End-to-End MLOps Example for visual quality inspection at the edge using Amazon SageMaker, AWS Greengrass, AWS CodePipeline and AWS CDK

This is a sample implementation for an end-to-end MLOps pipeline for quality inspection at the edge based on Amazon SageMaker and AWS Greengrass. The focus is to provide an end-to-end example including following components:

Labeling - Automated labeling of the images using SageMaker Ground Truth
Training - Training and evaluation of the bounding box detection model using Amazon SageMaker
Inference - Compilation, Packaging and Deployment of the model to an edge device for inference running AWS Greengrass.
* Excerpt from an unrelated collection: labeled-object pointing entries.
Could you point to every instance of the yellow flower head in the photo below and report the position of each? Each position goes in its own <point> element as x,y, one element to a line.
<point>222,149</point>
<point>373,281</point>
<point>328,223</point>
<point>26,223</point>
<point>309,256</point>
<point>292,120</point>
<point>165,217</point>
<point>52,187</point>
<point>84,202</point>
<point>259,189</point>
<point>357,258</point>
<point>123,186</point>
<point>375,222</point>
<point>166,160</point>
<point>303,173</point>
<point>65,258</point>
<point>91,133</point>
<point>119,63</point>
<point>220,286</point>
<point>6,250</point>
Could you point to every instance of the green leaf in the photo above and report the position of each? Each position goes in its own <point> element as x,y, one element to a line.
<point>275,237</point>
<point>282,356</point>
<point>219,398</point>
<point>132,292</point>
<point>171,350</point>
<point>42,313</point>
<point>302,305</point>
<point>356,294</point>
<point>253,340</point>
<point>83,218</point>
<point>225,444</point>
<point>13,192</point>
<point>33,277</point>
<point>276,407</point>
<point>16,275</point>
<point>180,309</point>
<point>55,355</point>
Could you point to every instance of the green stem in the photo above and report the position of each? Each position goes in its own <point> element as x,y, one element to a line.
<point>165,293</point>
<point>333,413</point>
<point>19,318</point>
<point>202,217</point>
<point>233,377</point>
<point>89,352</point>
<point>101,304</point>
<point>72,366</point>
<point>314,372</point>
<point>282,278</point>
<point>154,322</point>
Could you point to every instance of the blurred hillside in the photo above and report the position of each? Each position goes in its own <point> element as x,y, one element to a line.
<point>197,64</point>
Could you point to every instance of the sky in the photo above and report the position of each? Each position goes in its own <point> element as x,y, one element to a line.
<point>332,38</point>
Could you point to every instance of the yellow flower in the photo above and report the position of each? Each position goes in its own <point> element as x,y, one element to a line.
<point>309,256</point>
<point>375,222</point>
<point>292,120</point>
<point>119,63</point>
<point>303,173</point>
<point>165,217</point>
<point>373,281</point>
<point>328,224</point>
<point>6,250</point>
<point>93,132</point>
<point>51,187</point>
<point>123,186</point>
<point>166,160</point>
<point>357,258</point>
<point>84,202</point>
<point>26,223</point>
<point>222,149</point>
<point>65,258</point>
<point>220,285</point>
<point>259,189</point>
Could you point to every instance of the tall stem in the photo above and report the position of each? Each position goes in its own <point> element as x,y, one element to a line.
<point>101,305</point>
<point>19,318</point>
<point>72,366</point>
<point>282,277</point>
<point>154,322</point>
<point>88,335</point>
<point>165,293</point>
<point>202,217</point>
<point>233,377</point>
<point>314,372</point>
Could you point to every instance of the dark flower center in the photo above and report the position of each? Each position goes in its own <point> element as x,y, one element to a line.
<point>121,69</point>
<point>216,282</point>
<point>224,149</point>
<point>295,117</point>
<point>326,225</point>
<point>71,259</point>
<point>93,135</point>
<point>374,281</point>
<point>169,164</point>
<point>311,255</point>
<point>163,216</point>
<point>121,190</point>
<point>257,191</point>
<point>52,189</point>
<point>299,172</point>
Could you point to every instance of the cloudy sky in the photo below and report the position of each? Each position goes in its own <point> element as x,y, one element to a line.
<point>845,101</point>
Deployment of each of these pipeline components is fully automated using AWS CodePipeline and AWS CDK. Each component is implemented as separate CDK app and pipeline in AWS CodePipeline. This allows deploying Labeling, Training and Inference separately in case you want to dive deeper into each of these aspects individually.

Pre-requisite

Before installing this sample, make sure you have following installed:

Choose your source Repo

Option 1: Use GitHub Repo

Fork this repo in your GitHub account
Create a GitHub connection using the CodePipeline console to provide CodePipeline with access to your GitHub repositories (See section Create a connection to GitHub (CLI))
Update the GitHub related configuration in the ./repo_config.yaml file
- Set the value of repoType to GITHUB
- Update the value of githubConnectionArn, githubRepoOwner and repoName
Commit and push the changed file to your fork

Option 2: Create a CodeCommit Repo in your AWS account

Alternatively, the CDK Infrastructure code can provision a CodeCommit Repo as Source Repo for you.
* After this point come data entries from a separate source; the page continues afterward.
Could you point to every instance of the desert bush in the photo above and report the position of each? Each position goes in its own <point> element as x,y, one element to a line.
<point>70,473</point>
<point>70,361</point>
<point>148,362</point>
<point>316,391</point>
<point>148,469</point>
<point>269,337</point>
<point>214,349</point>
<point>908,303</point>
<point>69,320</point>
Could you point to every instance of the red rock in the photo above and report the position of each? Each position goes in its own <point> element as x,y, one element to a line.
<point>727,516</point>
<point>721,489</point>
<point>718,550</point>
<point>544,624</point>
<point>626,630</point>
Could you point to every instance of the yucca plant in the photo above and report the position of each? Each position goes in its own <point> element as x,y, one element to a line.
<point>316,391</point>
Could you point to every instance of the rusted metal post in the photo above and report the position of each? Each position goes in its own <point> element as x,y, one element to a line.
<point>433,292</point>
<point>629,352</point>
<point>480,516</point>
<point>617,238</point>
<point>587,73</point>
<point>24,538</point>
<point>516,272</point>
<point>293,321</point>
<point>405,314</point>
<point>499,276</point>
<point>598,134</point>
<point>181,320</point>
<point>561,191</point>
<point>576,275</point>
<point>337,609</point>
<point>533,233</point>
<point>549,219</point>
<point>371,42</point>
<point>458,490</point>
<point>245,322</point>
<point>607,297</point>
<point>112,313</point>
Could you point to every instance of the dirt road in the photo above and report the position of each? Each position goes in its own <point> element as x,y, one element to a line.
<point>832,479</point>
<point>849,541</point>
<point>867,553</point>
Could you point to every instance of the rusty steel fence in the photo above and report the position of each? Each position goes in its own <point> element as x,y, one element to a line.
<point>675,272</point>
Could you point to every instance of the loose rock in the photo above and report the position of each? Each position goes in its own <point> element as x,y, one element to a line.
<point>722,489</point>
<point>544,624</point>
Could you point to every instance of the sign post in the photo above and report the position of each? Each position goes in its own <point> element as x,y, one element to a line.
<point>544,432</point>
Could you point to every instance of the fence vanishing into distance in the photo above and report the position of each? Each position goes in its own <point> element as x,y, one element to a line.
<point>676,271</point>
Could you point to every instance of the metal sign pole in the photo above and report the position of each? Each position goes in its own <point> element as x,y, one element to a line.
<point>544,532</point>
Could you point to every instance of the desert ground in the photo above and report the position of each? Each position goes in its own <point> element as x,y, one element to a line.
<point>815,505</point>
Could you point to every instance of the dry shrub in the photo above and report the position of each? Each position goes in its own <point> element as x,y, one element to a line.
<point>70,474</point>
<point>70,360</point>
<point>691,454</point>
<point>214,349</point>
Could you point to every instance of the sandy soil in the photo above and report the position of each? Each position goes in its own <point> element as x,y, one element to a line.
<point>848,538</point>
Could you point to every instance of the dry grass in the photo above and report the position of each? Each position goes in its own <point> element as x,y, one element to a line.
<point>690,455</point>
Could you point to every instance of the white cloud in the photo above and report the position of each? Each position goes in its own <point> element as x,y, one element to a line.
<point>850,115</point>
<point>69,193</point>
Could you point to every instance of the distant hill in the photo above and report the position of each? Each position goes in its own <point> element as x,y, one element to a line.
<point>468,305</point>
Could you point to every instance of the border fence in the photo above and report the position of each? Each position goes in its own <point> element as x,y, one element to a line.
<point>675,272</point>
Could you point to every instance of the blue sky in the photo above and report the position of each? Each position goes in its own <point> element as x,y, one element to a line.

To choose this option, set the value of repoType to CODECOMMIT in the ./repo_config.yaml file.

Boostrap your account

This repo uses the AWS Cloud Development Kit (AWS CDK) v2. AWS CDK requires you to bootstrap your AWS account before deploying with CDK (see Bootstrapping in the AWS CDK documentation). Either follow the steps described in the manual our run make bootstrap-cdk to boostrap your AWS account.

Quick start

After completing the Prerequisites just run

make deploy

to deploy the full solution!

Note: full deployment can take more than 20 minutes depending on your internet connection. CDK is using Docker and needs to download build images the first time you run it.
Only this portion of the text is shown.